# center channel help



## pitbull24 (Jan 17, 2009)

I have a 58" samsung plasma sitting on a TV stand, and am looking for a way to mount a center channel stand to this display so the speaker is mounted at the top of the TV. Any suggestions on mounts or stands would be appreciated. Thanks.


----------



## nova (Apr 30, 2006)

Might be a little tough,... how big is and how much does your center weigh? You may be able to use something like this but upside down :scratch: May make your TV unstable though,....


----------



## eugovector (Sep 4, 2006)

Ditto on the size/weight, or just post a make and model.

I've seen quite a few folks just build a shelf, either one that attaches to the wall, or one that simply rests on the same stand the TV is on.

Any reason to put it above the TV as opposed to under?


----------



## pitbull24 (Jan 17, 2009)

axiom vp150, and the picture on my TV is only 6.5 inches above the stand so the center channel blocks a little of the picture. The speaker ways 22 pounds. I could not find anything specifically made to adapt to the TV. Looks like my best bet is to mount a shelf of some sort to the wall behind the TV.


----------



## tcarcio (Jun 27, 2007)

Maybe you could go with a bracketless shelf like this....http://www.lowes.com/lowes/lkn?action=productDetail&productId=144210-46958-0194160&lpage=none


----------



## eugovector (Sep 4, 2006)

As long as it wouldn't block the port on your center (assuming it's rear-ported, didn't find it in the specs on Axiom's website), and you have 7.5" of space in front of your TV stand, you could just build a sturdy stand to raise your TV up a couple inches.


----------



## Cincyborn (Feb 10, 2009)

Axiom sells a bracket called the FULL METAL BRACKET that mounts directly to your wall.

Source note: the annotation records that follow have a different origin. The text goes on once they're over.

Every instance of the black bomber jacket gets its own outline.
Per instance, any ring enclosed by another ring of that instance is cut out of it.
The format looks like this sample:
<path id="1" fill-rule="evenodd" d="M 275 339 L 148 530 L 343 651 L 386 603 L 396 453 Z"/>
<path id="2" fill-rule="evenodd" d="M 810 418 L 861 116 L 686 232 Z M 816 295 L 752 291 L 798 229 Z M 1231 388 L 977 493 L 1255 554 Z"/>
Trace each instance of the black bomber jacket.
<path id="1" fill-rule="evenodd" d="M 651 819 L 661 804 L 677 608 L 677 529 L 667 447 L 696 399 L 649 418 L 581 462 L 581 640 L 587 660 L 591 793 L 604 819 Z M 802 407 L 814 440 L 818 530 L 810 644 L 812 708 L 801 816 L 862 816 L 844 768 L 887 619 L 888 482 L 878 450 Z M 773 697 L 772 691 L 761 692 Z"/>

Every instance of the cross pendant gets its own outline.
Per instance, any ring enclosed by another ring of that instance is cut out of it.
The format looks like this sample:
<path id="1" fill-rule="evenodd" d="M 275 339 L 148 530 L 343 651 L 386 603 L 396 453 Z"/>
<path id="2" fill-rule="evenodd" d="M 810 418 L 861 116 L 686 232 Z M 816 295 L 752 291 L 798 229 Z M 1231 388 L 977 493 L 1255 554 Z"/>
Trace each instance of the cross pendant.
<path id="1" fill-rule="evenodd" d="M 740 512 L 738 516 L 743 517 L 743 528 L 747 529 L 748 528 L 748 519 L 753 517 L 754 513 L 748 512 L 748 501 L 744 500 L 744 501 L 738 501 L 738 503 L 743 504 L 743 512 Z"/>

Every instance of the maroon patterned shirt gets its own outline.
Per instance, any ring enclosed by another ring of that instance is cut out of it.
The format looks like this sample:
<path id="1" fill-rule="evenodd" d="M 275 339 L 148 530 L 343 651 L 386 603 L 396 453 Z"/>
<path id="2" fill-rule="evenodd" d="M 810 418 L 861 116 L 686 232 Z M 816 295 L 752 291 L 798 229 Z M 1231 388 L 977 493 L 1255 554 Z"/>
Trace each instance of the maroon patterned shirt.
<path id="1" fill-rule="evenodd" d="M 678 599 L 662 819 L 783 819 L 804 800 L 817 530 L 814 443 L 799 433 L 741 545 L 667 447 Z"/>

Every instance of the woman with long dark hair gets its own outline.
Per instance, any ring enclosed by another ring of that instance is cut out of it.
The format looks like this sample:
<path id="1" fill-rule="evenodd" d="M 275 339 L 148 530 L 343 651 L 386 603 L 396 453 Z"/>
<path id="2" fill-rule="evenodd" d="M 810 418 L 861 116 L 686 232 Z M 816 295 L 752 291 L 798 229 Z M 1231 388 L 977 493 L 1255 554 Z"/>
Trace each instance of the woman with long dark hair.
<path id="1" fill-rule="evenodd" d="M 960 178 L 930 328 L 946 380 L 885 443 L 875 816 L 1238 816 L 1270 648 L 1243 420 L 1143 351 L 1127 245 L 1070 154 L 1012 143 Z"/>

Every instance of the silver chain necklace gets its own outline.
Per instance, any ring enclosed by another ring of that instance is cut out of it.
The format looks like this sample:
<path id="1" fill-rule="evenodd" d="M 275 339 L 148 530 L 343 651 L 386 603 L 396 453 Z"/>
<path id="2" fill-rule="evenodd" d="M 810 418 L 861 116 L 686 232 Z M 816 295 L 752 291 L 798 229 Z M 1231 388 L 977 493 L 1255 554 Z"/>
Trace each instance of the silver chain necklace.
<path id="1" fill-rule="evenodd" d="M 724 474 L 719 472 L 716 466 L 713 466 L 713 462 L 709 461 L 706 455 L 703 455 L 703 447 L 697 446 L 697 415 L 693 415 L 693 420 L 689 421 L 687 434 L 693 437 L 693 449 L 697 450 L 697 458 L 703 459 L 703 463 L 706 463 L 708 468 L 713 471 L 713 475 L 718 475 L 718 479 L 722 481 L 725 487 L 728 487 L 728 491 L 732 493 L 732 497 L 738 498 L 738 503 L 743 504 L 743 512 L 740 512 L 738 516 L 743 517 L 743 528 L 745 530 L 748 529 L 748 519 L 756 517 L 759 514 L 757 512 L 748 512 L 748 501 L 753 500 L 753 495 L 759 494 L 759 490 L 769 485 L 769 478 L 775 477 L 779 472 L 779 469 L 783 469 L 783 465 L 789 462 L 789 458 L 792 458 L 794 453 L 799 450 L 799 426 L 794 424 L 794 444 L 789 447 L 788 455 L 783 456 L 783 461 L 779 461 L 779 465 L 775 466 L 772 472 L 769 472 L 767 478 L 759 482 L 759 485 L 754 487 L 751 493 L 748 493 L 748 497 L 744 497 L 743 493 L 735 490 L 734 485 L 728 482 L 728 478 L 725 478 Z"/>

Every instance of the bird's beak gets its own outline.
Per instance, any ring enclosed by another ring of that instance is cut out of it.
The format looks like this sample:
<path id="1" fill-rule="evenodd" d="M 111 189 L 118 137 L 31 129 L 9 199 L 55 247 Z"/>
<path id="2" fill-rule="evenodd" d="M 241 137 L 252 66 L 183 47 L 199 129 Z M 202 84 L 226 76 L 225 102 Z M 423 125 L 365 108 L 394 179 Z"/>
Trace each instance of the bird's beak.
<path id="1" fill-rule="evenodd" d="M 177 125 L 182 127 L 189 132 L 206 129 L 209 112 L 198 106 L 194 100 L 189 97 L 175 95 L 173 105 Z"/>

Its articulated so you can tilt the speaker the way you want it. There is a mounting screw on the back of the 150 just for that. Personally I feel it would be better than a shelf but don't know if it serves your needs. Hope that helps.

_The VP150's tapered wedge shape lets you angle the speaker up or down toward the listening area, depending on whether you have the center channel above or below the TV screen. It also has a hex-bolt mount so that you can easily wall-mount the speaker using our Full Metal Bracket._

I cut and pasted the above directly from the discription on the Axiom site.


----------



## pitbull24 (Jan 17, 2009)

Thanks for the suggestions! I was trying to stay away from wall mounting or a shelf due to WAP. I am thinking of building a small stand to set the plasma on which would also house the vp150.


----------